Ahí está él, el mar, la más
ininteligible de las existencias no humanas. Y aquí está la mujer, de pie en la
playa, el más ininteligible de los seres vivos. Como el ser humano un día hizo una
pregunta sobre sí mismo, se volvió el más ininteligible de los seres vivos.
Ella y el mar.
Sólo podría haber un encuentro de
sus misterios si uno se entregara al otro: la entrega de dos mundos incognoscibles
hecha con la confianza con que se entregarían dos comprensiones.
Ella mira el mar, es lo que puede
hacer. Él sólo está delimitado para ella por la línea del horizonte, es decir,
por su incapacidad humana de ver la curvatura de la tierra.
Son las seis de la mañana. Sólo
un perro suelto vacila en la playa, un perro negro. ¿Por qué es que un perro es
tan libre? Porque es el misterio vivo que no se indaga. La mujer vacila porque
va a entrar.
Su cuerpo se consuela con su
propia exigüidad en relación a la amplitud del mar porque es la exigüidad del
cuerpo la que le permite mantenerse caliente y es esa exigüidad la que la
vuelve pobre y libre, con su parte de libertad de perro en la arena.

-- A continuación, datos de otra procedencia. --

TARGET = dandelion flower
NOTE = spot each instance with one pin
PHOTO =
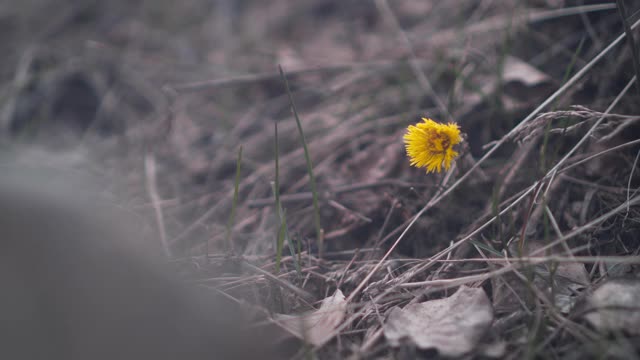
(430, 144)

Ese cuerpo
entrará en el frío ilimitado que sin rabia ruge en el silencio de las seis de
la mañana. La mujer no lo sabe, pero está cumpliendo una resolución. Con la
playa vacía, a esa hora de la mañana, no tiene el ejemplo de otros humanos que
transforme la entrada en el mar en el simple juego liviano de vivir. Está sola.
El mar salado no está solo porque es salado y grande, y eso es una realización.
A esa hora, ella se conoce todavía menos de lo que conoce al mar. Su coraje es
el de, no conociéndose, no obstante proseguir. No conocerse es fatal, y no
conocerse exige coraje.
Va entrando. El agua salada es de
un frío tal que le eriza en ritual las piernas. Pero una alegría fatal —la
alegría es una fatalidad— ya la atrapó, aunque ni se le ocurre sonreír. Por el
contrario, está muy seria. El olor a marejada embriagadora la despierta de sus
más adormecidos sueños seculares. Y ella ahora está alerta, incluso sin pensar.
La mujer es ahora compacta y leve y aguda –y se abre camino en la gelidez que,
líquida, se le opone y al mismo tiempo la deja entrar, como en el amor, en el
que la oposición puede ser un pedido.
El andar lento aumenta su coraje
secreto. Y de repente se deja cubrir por la primera ola. La sal, el yodo, todo
líquido, la dejan ciega por unos instantes, escurriéndose toda —espantada, fertilizada.
Ahora el frío se transforma en frígido.
Avanzando, ella abre el mar por la mitad. Ya no necesita coraje, ahora ya es
antigua en el ritual. Sumerge la cabeza dentro del brillo del mar y emerge una
cabellera que se escurre sobre los ojos salados que arden. Juega con la mano en
el agua, pausada, los cabellos al sol ya se están endureciendo de sal. Con el
cuenco de las manos hace lo que siempre hizo en el mar, y con la altivez de los
que nunca darán explicaciones, ni siquiera a sí mismos: con el cuenco de las
manos lleno de agua, bebe a grandes tragos, buenos.
Era eso lo que le estaba faltando:
el mar por dentro, como el líquido espeso de un hombre. Ahora ella es igual a
sí misma. La garganta alimentada se cierra por la sal, los ojos enrojecen por
el sol, las olas suaves la golpean y vuelven, porque ella es una escollera compacta.
Se sumerge de nuevo, de nuevo
bebe más agua, ahora sin avidez, porque ya no la necesita. Es la amante que
sabe que volverá a tenerlo todo. El sol se abre más y la eriza al secarla, ella
vuelve a zambullirse: está cada vez menos ávida y menos aguda. Ahora sabe lo
que quiere. Quiere estar de pie, quieta en el mar. Y así se queda. Como contra
los flancos de un barco, el agua golpea, vuelve, golpea. La mujer no recibe
transmisiones. No necesita comunicarse.
Después, camina dentro del agua,
de regreso a la playa. No está caminando sobre las aguas —ah, nunca haría eso
después de que hace milenios ya anduvieron sobre las aguas— pero nadie le quita:
caminar dentro de las aguas. A veces el mar le opone resistencia, empujándola con
fuerza hacia atrás, pero entonces la proa de la mujer avanza un poco más dura y
áspera.
Y ahora pisa la arena. Sabe que está
brillante de agua, y de sal y de sol. Aunque lo olvide de aquí a unos minutos,
nunca podrá perder todo eso. Y sabe de algún modo oscuro que sus cabellos
escurridos son los de un náufrago. Porque sabe, sabe que corrió un peligro. Un
peligro tan antiguo como el ser humano.